Thanks for the response. I cuurently can do as you say. I have a dice collection object defined in a class which you can add die to. What I would like to do is add a method to the dice object that would allow me to type dice.roll and each member of dice would roll. Your solution would work fine, I'm just trying to learn more about creating classes and so forth and thought it would be a good challange to add a function directly into the dice class that would achive the roll for dice that I currently have for die.

Thanks,

Fred
 
Public Sub Roll()
For Each d As Dice In List
d.Roll()
Next
End Sub
 
Thanks RiverGuy,

I'll try it tonight when I get home. Question, is List inherited from the collectionbase?
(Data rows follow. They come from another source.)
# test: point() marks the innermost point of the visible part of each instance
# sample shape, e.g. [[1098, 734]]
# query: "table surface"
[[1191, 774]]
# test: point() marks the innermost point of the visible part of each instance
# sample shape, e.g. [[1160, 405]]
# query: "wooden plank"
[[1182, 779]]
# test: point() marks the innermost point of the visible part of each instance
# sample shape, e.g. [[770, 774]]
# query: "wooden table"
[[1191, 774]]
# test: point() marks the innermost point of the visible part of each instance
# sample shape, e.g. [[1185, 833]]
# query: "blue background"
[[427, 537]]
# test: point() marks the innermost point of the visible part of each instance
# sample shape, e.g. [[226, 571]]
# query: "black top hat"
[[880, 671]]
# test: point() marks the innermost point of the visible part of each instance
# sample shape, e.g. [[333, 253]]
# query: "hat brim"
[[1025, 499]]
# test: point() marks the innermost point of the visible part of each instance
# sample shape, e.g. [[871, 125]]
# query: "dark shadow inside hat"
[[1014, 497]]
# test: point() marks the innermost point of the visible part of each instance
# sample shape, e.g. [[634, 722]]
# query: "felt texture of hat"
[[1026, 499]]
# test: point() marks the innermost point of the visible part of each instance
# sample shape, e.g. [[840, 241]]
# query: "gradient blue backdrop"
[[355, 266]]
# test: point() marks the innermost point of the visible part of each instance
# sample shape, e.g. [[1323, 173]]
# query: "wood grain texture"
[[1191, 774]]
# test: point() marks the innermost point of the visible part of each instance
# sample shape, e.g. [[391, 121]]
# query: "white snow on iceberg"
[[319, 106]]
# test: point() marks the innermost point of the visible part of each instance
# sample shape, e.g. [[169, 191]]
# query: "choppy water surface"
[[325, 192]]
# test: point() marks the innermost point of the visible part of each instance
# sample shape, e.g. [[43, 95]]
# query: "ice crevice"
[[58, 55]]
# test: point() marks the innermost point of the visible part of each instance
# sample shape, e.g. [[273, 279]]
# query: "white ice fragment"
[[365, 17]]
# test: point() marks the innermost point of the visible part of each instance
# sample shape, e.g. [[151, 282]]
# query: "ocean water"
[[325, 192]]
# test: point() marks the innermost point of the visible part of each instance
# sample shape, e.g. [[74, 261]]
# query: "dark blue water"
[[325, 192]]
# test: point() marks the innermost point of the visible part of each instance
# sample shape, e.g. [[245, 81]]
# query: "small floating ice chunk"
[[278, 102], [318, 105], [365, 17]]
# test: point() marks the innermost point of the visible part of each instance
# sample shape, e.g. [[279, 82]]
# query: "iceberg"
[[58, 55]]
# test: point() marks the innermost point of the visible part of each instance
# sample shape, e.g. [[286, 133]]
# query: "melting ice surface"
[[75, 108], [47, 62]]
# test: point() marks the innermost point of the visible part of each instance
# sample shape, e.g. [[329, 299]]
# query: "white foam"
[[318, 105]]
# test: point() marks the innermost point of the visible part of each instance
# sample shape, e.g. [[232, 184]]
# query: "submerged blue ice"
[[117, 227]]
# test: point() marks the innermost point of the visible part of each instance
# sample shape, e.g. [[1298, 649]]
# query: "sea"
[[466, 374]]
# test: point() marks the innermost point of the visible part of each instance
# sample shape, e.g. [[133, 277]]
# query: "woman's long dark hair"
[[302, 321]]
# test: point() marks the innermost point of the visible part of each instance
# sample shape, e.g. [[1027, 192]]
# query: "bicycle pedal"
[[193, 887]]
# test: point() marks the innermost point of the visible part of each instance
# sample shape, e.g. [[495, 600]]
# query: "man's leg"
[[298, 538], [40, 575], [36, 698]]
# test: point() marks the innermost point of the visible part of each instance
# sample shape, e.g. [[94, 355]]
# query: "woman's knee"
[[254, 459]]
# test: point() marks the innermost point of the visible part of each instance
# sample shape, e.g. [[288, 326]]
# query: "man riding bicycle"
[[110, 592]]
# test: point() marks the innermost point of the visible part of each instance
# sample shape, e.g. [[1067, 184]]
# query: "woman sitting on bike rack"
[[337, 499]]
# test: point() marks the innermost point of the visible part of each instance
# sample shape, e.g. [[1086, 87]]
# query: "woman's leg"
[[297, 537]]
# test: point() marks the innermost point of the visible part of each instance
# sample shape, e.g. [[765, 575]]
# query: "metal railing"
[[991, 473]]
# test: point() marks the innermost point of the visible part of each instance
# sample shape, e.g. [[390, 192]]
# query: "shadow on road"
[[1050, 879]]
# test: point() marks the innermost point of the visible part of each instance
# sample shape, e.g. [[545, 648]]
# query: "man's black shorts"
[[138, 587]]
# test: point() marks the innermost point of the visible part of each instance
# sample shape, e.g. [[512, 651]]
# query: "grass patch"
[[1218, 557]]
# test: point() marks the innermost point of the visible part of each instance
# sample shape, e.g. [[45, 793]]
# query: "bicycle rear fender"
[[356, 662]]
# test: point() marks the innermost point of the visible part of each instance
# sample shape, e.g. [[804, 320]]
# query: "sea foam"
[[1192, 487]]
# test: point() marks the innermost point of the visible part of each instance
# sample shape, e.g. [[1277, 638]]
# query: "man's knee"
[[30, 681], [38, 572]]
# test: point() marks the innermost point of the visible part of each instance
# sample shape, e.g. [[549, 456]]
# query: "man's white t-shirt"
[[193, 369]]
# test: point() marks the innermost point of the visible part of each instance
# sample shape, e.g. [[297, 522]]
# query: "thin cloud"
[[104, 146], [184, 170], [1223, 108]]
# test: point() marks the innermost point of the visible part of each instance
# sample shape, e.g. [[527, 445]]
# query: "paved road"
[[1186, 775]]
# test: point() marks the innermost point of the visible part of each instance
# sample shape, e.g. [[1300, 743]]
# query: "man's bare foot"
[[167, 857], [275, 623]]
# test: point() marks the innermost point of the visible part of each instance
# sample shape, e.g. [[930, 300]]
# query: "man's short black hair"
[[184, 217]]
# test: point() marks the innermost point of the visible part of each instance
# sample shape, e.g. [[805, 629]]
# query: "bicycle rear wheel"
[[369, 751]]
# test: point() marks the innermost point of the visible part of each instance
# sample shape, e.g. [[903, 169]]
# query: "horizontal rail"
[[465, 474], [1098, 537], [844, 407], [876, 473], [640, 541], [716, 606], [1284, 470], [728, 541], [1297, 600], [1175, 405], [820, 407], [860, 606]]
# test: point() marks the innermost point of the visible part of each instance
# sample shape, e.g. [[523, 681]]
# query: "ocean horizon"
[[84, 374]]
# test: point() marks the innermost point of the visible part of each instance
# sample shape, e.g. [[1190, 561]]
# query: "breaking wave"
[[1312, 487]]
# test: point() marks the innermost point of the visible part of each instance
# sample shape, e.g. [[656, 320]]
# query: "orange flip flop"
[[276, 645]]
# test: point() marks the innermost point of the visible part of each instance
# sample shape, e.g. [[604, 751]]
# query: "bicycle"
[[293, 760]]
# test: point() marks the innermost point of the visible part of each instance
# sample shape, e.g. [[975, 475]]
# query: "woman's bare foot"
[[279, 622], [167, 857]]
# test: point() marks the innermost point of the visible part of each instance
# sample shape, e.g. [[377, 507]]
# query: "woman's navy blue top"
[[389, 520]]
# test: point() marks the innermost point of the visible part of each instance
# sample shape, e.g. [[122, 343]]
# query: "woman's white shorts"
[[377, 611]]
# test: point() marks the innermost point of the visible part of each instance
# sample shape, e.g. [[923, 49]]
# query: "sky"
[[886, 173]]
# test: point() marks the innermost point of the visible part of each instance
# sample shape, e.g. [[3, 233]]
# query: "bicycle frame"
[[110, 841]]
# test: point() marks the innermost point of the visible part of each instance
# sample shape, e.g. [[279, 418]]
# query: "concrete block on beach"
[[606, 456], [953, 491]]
And, I've never defined the object right in a for each statement before, that is what the d as dice is doing right?

Thanks,

Fred
 
1. Yes.
2. That works in 2003, not 2002. If using 2002, define it first.
 
I made a custom class Dice that works as a collection for Die. it has a roll method:

Code:
Public Class dice
  Inherits System.Collections.ArrayList

  Public Function Roll(ByVal NumberOfDice) As Integer()
    Dim i As Integer
    Dim ReturnVal(NumberOfDice - 1) As Integer
    For i = 0 To NumberOfDice - 1
      Me.Add(New die())
    Next i

    Dim dieIterator As die
    i = 0
    For Each dieIterator In Me
      ReturnVal(i) = dieIterator.roll()
      i += 1
    Next
    Return ReturnVal
  End Function

End Class

my die class is as follows:
You can easily add a constructor and a private variable to set the number of sides also
Code:
Public Class die
  Public Function roll() As Integer
    Return (Rnd() * 6) \ 1 + 1
  End Function
End Class

And the code to use it looks like this:
Code:
    Dim MyDice As New dice()
    Dim i() As Integer = MyDice.Roll(6)

-Rick

----------------------
 
Rick, I'm assuming he's inheriting from CollectionBase, and using the examples in the "Creating your own collection class" series on MSDN.
 
RiverGuy and Rick,

Thank you very much. When I get home tonight, I will chew on all of this. It helps having people around like yourselves that are willing to show someone new to these things.

Fred
 
RG - could be, there are atleast 101 different ways to build a dice roller in .net.

Foundry - thank my boss, it was a slow start to the morning, and you never know when a dice roller will come in handy. Maybe I'll stick it in our leasing application as an easter egg. Let those sales guys throw some bones over lunch.

-Rick

----------------------
 
You never know, they may end up using it to determine their sales forcast.